An oligonucleotide calculator helps you quickly evaluate short nucleic acid sequences used in PCR primers, qPCR probes, sequencing adapters, cloning, CRISPR workflows, and synthetic biology experiments. Instead of estimating by hand, you can instantly compute key properties like sequence length, GC content, reverse complement, melting temperature (Tm), and molecular weight.
This page gives you a practical, fast calculator for single-stranded DNA or RNA oligos. It is ideal for early-stage screening and sanity checks before ordering or moving to advanced thermodynamic software.
How to use this tool
- Paste your oligo sequence in the input box (spaces and line breaks are allowed).
- Select DNA or RNA mode.
- Set the sodium concentration (mM). A default of 50 mM is common for many basic conditions.
- Click Calculate to view sequence statistics and estimates.
The calculator normalizes the sequence to uppercase and can auto-convert U↔T based on selected type.

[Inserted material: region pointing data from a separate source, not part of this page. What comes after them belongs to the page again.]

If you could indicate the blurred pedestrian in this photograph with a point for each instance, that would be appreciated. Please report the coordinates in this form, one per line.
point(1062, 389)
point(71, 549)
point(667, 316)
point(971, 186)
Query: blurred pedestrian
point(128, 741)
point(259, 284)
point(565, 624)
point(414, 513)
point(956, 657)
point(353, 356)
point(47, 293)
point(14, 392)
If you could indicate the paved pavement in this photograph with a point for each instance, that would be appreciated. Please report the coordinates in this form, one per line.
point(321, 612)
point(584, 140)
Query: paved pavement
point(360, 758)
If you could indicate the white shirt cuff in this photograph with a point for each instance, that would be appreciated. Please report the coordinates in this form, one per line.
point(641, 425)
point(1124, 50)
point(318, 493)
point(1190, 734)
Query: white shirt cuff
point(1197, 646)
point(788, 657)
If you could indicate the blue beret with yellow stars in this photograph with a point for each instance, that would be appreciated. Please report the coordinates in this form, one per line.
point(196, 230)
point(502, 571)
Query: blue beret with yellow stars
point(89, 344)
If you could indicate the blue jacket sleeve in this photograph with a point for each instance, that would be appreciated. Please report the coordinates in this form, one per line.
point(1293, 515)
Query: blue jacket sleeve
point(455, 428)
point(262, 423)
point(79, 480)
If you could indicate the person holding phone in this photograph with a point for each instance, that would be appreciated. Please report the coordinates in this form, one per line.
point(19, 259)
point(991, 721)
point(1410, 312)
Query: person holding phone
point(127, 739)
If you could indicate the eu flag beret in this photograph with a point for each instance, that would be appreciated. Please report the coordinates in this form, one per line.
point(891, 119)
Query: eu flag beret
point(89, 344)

Any unsupported characters will trigger a clear validation error.
What each output means
1) Length
Length is the number of nucleotides in your oligo. Primer design often starts in the 18–30 nt range, while probes and specialized oligos may vary based on chemistry and application.
2) Base composition and GC content
GC content influences duplex stability and annealing behavior. Higher GC generally increases thermal stability. Many PCR primers perform well around 40–60% GC, but target context and assay design matter.
3) Estimated melting temperature (Tm)
Tm is the temperature where about half of duplex molecules are denatured. This calculator uses common quick formulas: Wallace rule for short oligos and a salt-adjusted approximation for longer ones. Treat these as planning estimates, not final assay validation values.
4) Estimated molecular weight
Molecular weight is useful for converting between mass and molar units during oligo preparation. The value shown is an estimate for single-stranded oligos and is excellent for routine lab calculations.
5) Reverse complement
The reverse complement is essential for designing paired primers, antisense sequences, and hybridization partners. Always verify orientation (5'→3') when copying into ordering systems.
Practical oligo design tips
- Aim for a balanced GC content and avoid long homopolymer runs (e.g., AAAAAA).
- Minimize strong self-complementarity to reduce hairpins and primer-dimer formation.
- Keep forward and reverse primers with similar Tm values.
- Confirm specificity with alignment or BLAST before ordering.
- For critical assays, validate with nearest-neighbor thermodynamic tools under real buffer conditions.
Limitations and best practices
Any compact web calculator uses simplified models. Real-world oligo behavior depends on ionic strength, Mg2+, co-solvents, mismatches, secondary structure, modifications (LNA, phosphorothioate, fluorophores), and target context. For publication-grade assay design, use this tool as a fast filter, then confirm with specialized software and experimental optimization.
Example workflow
Suppose your candidate primer is ATGCGTACGTTAGC. Enter the sequence, leave DNA mode selected,
and calculate. You can immediately compare GC%, Tm estimate, and reverse complement against your paired primer.
Repeat for alternatives and select the pair that best matches your design criteria.